The field trial for Google+ has hit a major bump in the road. On July 9th (Saturday), the notification servers went down for 80 minutes, resulting in a massive wave of notification spam to all users who were unlucky enough to get a notification during that time. The repeat notifications piled up, with some users reporting as many as 50 duplicate notifications for a single on-site action.
Vic Gundotra, Google’s VP of Social, addressed the issue, first issuing an apology, then explaining precisely what happened: “We ran out of disk space on the service that keeps track of notifications. Hence our system continued to try sending notifications. Over, and over again. Yikes.” He acknowledges company responsibility for the issue, saying that while “We didn’t expect to hit these high thresholds so quickly […] we should have.”
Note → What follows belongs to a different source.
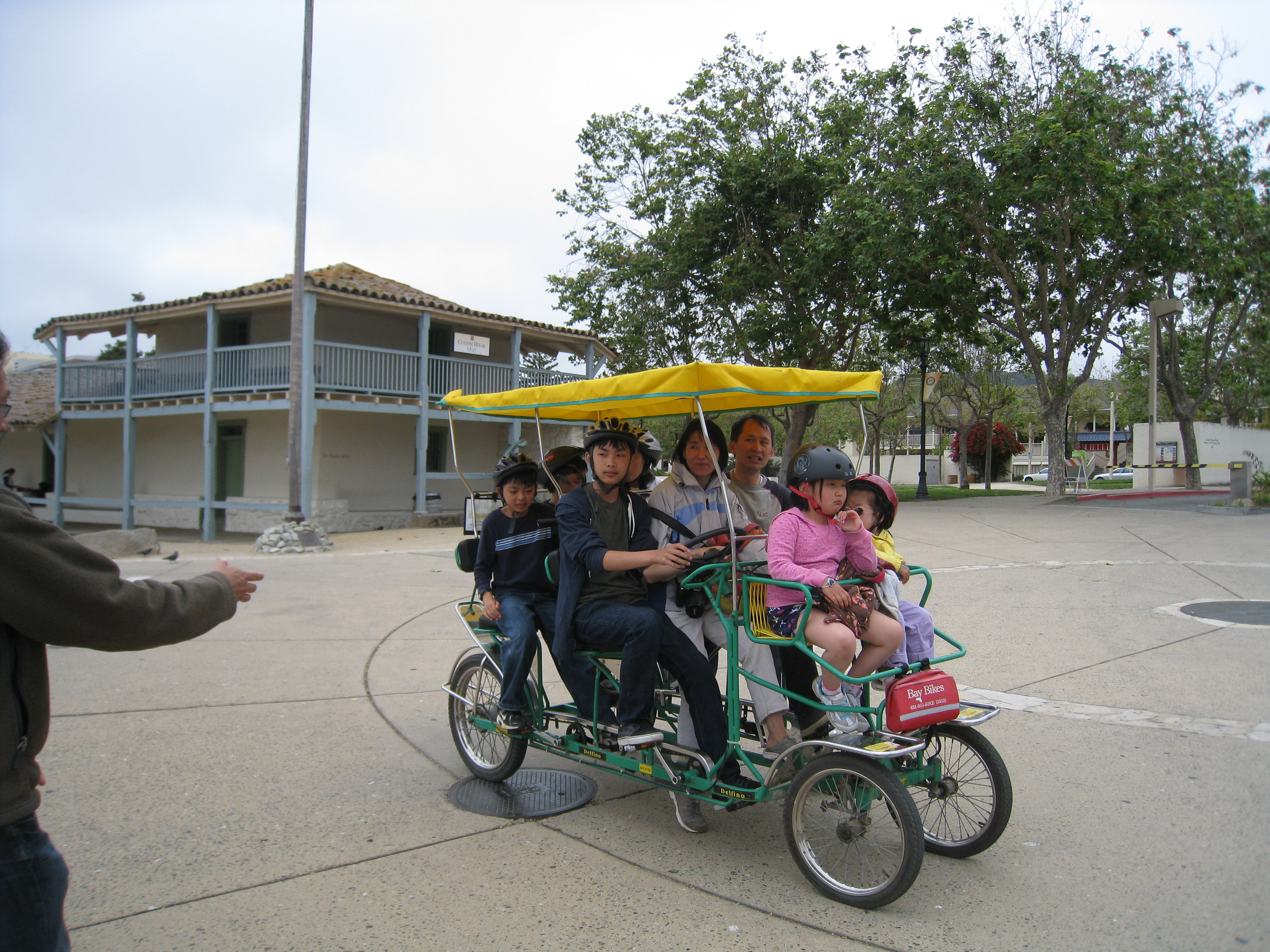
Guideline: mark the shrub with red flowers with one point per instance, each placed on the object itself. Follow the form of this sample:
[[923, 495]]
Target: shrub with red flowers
[[1005, 445]]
How many users did it take to cause this outage? As somewhat ironically stated by Information Week, “Estimates put the number of Google+ users at 4.5 million or higher, which means Facebook has nothing to fear for now.” This statement ignores the current status of Google+: limited field trial. According to Eric Schmidt, millions more have applied for a Google+ account but haven’t been allowed in. Further, more recent estimates that used advanced Google search strings put the figure for Google+ users at closer to 10 million.
All that being said, Google is the group who determines how many users are allowed onto the service and who has access to information on server usage from each user. The thresholds certainly should have been expanded earlier, and the fact that they weren’t indicates that Google’s team may not be ready to handle a global social network just yet. Ths field trial, however, is designed for precisely that purpose: getting the team ready for the full release of the service.